Benchmarking of GPU-optimized Quantum-Inspired Evolutionary Optimization Algorithm using Functional Analysis
Kandula Eswara Sai Kumar, Supreeth B S, Rajas Dalvi, Aman Mittal, Aakif Akhtar, Ferdin Don Bosco, Rut Lineswala, Abhishek Chopra
TL;DR
This paper benchmarks GPU-optimized quantum-inspired evolutionary optimization (QIEO) against GPU-optimized genetic algorithm (GA) on three challenging benchmark functions to address data-efficiency and convergence reliability when function evaluations are expensive. QIEO uses a single-parameter Ry rotation in a quantum-inspired representation to maintain exploration while guiding exploitation, implemented on CUDA for NVIDIA A100 GPUs, and is compared to a generational GA with binary tournament selection, crossover, and mutation. On Ackley, Rosenbrock, and Rastrigin, QIEO achieved the target fitness with far smaller population sizes and fewer total function evaluations, yielding speedups of about 2.9×, 3.9×, and 3.84×, respectively, and lower variance across 30 trials. These results suggest QIEO can substantially reduce computation time in engineering optimization where each evaluation is costly, making it a promising alternative to GA for non-linear, multi-modal objectives, with tolerances of $1e^{-3}$ for Ackley/Rosenbrock and $1e^{-6}$ for Rastrigin.
Abstract
This article presents a comparative analysis of GPU-parallelized implementations of the quantum-inspired evolutionary optimization (QIEO) approach and one of the well-known classical metaheuristic techniques, the genetic algorithm (GA).
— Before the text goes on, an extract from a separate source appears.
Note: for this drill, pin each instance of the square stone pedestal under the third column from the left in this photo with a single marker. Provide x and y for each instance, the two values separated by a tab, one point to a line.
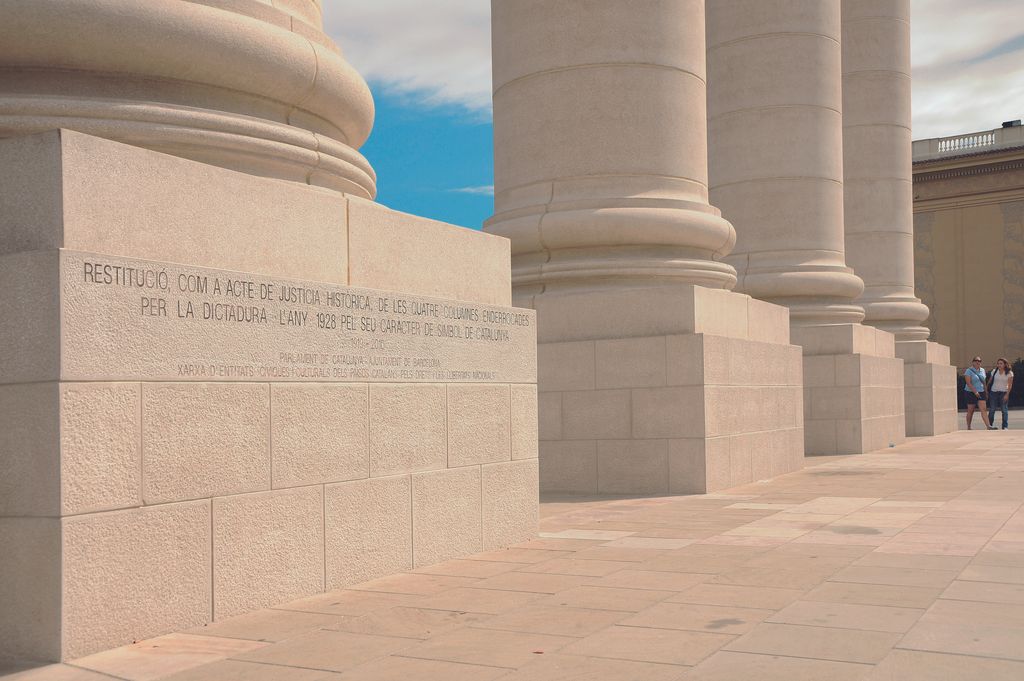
854	390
The study assesses the performance of both algorithms on highly non-linear, non-convex, and non-separable function optimization problems, viz., Ackley, Rosenbrock, and Rastrigin, that are representative of the complex real-world optimization problems. The performance of these algorithms is checked by varying the population sizes by keeping all other parameters constant and comparing the fitness value it reached along with the number of function evaluations they required for convergence. The results demonstrate that QIEO performs better for these functions than GA, by achieving the target fitness with fewer function evaluations and significantly reducing the total optimization time approximately three times for the Ackley function and four times for the Rosenbrock and Rastrigin functions. Furthermore, QIEO exhibits greater consistency across trials, with a steady convergence rate that leads to a more uniform number of function evaluations, highlighting its reliability in solving challenging optimization problems. The findings indicate that QIEO is a promising alternative to GA for these kind of functions.